By Myra Lee Adams Goff
When New Braunfels was settled by German immigrants in 1845, the land across the Comal and between that river and the Guadalupe river was not part of NB, but a settlement called Comaltown. The land was granted to Juan de Veramendi by the State of Coahuila and Texas by Jose Antonio Navarro, Commissioner. Eventually it was inherited by Veramendi’s daughter, Maria Antonio Veramendi Garza, and husband, Rafael Garza. Garza laid out lots in the area in 1846 and gave a double sized plaza (where McKenna Hospital is) as a park for people who bought lots and larger tracts for farming.
As more and more immigrants arrived, more land was needed so Comaltown, Neighborsville, and Hortontown across the Guadalupe were settled. Hermann Seele writes in his diary that the first log cabin the he saw in Comaltown was in May of 1845.
Soon a thriving community evolved and a few early homes remain. Possibly the oldest (1852) belongs to Sophienburg director Linda Dietert and husband Mike on Garza.

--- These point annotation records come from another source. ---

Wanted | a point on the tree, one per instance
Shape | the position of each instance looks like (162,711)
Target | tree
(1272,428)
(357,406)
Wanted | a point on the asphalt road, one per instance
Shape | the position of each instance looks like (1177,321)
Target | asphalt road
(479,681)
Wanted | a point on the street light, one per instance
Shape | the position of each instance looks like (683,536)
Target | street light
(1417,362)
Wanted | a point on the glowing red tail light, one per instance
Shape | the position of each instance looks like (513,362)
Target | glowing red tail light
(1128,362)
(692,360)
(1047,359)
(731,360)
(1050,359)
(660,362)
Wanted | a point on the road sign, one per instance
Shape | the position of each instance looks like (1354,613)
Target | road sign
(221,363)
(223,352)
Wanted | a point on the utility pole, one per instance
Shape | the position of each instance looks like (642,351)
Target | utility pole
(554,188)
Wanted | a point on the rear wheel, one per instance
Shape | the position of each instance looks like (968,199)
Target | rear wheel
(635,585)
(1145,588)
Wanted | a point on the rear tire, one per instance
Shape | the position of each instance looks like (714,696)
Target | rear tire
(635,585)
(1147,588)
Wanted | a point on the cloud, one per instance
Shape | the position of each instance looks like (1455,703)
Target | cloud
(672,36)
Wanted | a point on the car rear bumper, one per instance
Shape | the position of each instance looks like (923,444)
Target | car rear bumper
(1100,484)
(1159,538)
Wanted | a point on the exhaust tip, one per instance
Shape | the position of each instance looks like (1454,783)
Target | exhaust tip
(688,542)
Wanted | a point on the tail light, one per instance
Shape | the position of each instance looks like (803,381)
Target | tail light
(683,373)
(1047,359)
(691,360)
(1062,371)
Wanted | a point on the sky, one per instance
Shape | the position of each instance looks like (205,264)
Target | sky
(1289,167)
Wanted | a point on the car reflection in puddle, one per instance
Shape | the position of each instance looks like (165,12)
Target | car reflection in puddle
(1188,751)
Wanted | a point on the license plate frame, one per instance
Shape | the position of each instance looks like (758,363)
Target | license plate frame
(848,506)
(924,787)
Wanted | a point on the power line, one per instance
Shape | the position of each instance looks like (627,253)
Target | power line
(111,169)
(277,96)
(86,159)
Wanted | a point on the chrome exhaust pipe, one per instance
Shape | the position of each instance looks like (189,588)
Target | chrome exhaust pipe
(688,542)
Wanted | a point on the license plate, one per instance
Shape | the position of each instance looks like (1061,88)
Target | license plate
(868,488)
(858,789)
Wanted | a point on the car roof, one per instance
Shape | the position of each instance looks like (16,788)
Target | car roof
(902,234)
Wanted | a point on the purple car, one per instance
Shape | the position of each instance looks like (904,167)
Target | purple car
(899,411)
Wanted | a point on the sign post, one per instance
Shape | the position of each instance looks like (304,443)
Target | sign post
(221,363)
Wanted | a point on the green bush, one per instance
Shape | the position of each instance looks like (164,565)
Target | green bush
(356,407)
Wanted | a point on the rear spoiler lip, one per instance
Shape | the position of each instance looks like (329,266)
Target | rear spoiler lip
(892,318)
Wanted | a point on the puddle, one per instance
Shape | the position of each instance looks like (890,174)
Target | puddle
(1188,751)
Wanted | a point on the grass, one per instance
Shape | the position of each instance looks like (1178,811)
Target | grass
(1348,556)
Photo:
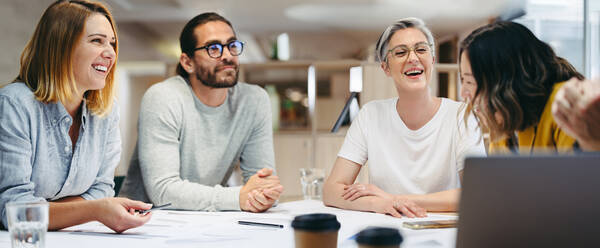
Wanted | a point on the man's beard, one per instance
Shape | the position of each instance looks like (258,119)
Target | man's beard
(210,79)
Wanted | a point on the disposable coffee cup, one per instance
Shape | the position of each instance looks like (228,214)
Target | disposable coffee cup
(316,231)
(379,237)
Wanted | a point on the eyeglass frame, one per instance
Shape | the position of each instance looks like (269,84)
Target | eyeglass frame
(222,48)
(410,49)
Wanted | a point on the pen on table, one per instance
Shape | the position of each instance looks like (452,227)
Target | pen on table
(250,223)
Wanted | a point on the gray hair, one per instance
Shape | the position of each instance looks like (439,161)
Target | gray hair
(381,48)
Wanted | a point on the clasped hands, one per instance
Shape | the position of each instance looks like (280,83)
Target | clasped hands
(394,205)
(260,192)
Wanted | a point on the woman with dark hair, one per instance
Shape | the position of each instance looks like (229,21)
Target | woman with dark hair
(59,131)
(517,77)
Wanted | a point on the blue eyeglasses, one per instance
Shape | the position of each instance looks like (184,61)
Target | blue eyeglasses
(215,50)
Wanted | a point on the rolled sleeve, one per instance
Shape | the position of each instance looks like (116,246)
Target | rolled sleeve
(355,143)
(257,152)
(103,185)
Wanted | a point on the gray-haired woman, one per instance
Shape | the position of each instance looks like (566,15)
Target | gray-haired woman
(415,143)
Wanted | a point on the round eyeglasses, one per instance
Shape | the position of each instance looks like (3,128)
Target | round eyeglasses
(403,51)
(215,50)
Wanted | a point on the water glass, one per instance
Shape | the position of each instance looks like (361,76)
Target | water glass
(312,183)
(27,223)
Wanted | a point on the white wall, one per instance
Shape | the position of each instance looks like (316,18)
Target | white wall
(17,22)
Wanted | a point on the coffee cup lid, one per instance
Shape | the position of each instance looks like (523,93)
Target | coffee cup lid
(316,222)
(379,236)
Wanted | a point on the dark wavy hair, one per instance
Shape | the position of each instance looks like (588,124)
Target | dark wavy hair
(515,74)
(187,39)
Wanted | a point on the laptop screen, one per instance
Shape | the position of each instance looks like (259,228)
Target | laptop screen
(550,201)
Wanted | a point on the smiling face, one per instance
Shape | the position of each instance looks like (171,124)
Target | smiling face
(219,72)
(412,70)
(94,54)
(468,85)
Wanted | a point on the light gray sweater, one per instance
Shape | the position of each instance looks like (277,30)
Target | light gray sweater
(186,150)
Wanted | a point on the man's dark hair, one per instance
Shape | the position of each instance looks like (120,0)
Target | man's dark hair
(187,39)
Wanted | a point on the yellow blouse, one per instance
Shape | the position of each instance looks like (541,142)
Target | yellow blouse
(545,137)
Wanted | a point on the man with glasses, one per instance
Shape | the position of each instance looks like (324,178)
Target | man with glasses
(195,127)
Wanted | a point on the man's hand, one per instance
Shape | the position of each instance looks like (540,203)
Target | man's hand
(119,214)
(357,190)
(261,191)
(397,206)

The Johann Georg Moeller home on Austin Street (later the Bavarian Village) was completed in 1857. The Voelcker home on Union belonging to Betty Kyle dates back to 1869. An 1881 hand-drawn map of New Braunfels points out some other homes; Heinrich Koehler on Torrey, Friedrich Rose on Austin Street, another home on Houston St., another on Garza, the Karbach house on Common Street, the building housing the former Morales Funeral Home and the Sunday House next to it on Common, a home on Houston Street and others. Let me know if you know of any other homes built before 1900.

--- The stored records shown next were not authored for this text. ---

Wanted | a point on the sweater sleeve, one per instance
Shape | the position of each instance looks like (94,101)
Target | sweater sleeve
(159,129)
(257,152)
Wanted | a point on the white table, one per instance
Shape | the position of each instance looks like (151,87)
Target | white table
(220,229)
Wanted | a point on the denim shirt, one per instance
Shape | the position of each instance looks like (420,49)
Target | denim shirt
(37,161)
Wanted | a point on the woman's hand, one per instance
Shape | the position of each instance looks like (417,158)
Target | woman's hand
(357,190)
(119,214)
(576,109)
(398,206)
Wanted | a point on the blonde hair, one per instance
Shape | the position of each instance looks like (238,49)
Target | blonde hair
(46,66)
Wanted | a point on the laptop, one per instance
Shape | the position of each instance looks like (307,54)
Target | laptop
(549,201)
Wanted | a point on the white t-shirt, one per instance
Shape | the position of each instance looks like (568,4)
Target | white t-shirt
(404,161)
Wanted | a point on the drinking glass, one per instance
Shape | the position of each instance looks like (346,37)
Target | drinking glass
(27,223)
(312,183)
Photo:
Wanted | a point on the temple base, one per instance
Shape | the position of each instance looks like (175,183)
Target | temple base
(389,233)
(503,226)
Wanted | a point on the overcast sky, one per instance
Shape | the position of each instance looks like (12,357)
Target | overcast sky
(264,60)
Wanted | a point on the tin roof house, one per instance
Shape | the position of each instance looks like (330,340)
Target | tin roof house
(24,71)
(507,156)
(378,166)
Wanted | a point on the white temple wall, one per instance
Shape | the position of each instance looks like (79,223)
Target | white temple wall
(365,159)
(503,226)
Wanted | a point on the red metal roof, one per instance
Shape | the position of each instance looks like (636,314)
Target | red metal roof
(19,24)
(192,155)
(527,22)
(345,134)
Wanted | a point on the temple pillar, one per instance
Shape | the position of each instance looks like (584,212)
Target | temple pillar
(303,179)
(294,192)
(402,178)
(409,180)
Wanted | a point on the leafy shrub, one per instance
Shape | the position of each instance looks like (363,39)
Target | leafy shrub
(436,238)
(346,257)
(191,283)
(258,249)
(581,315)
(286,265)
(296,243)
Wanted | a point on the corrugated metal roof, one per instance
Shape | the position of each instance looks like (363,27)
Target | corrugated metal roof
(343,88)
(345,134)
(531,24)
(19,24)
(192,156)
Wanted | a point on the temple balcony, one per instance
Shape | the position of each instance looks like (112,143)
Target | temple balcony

Also seen on that 1881 map are buildings like Matzdorf Halle (Echo and then Eagles), and the Comal Union School, a private school operating for 30 years and eventually becoming a ward school. Rev. Schuchard of the German Protestant Church downtown was the part-time pastor of a Comaltown congregation and a teacher of the Comal Union School.(1858-1875) The first Methodist church was on Union Street.

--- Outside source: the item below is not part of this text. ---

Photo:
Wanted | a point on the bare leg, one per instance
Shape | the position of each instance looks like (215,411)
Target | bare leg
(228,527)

Comaltown boasted grocery stores, a saloon or two, dance halls, rock companies, a bowling alley and others. With the Texas census of 1850, the city of New Braunfels was reported to have 1,298 citizens and Comaltown, 286.
An area in Comaltown was subdivided in 1868 and called Braunfels. Encompassing 28 blocks with 12 lots each and an alley in the center of each block, the land was laid out around a central park that later housed Lamar School. The boundaries are Union Street, North Street, East Street, and South Street.
All of this talk about the Comaltown area leads me to think about the upcoming Comal County Fair. Two years ago I agreed to write a history of this celebration for the Comal County Fair Association. After exhausting the information that the CCFA had, I once again went to the Sophienburg for information. There I did research over 113 yearsfrom their files and local newspapers on microfilm. The outcome is It’s Fair Time and it is now for sale at the fairgrounds and the Sophienburg. Check it out.
Begun in 1892 as a moneymaker for the Krankenhouse (hospital), the Fair first bought its property on the Guadalupe River (24 acres) and then in 1923 bought three blocks in the Braunfels subdivision.Remember one of the boundaries of the subdivision was East Street? Well, it now runs through the middle of the fairgrounds. When you drive onto the fairgrounds from Common Street, on the right are the original 24 acres and on the left are the three blocks out of Braunfels Subdivision.
Next week is the Comal County Fair. From where would I like to watch the big parade? If wishes were horses, I would ride down to Main Plaza, get into a time machine and go to the third floor attic of the Landa Mansion, formerly located on Main Plaza where the Comal County Commissioner’s Court is. This gorgeous example of Victorian architecture was demolished in 1962. I’m swept back to a time in 1945 when it was the home of classmate Ellie Luckett. A bunch of us went to the movies at the Brauntex and then walked to Ellie’s house.
The house was really something. Built shortly before 1900, it had some special features that most of us had never seen; a marble bathtub on a pedestal, dumb waiters, and a communication system of pipes in the walls. You just talked into the pipes and the sound carried to different floors. No electric bills. Come to think of it, I was on the roof of my house as a child and talked down a vent pipe. My mother claimed that she heard me up the kitchen sink.
The real fun in the Landa house came when we went up to the attic. There we found a box of monocles (those little eyepieces for one eye), WWI newspapers and old clothes left behind by the Landa family. Then right in the middle of the front wall was a small round window through which you could look straight down San Antonio Street. Now that would be a true bird’s eye view of the parade!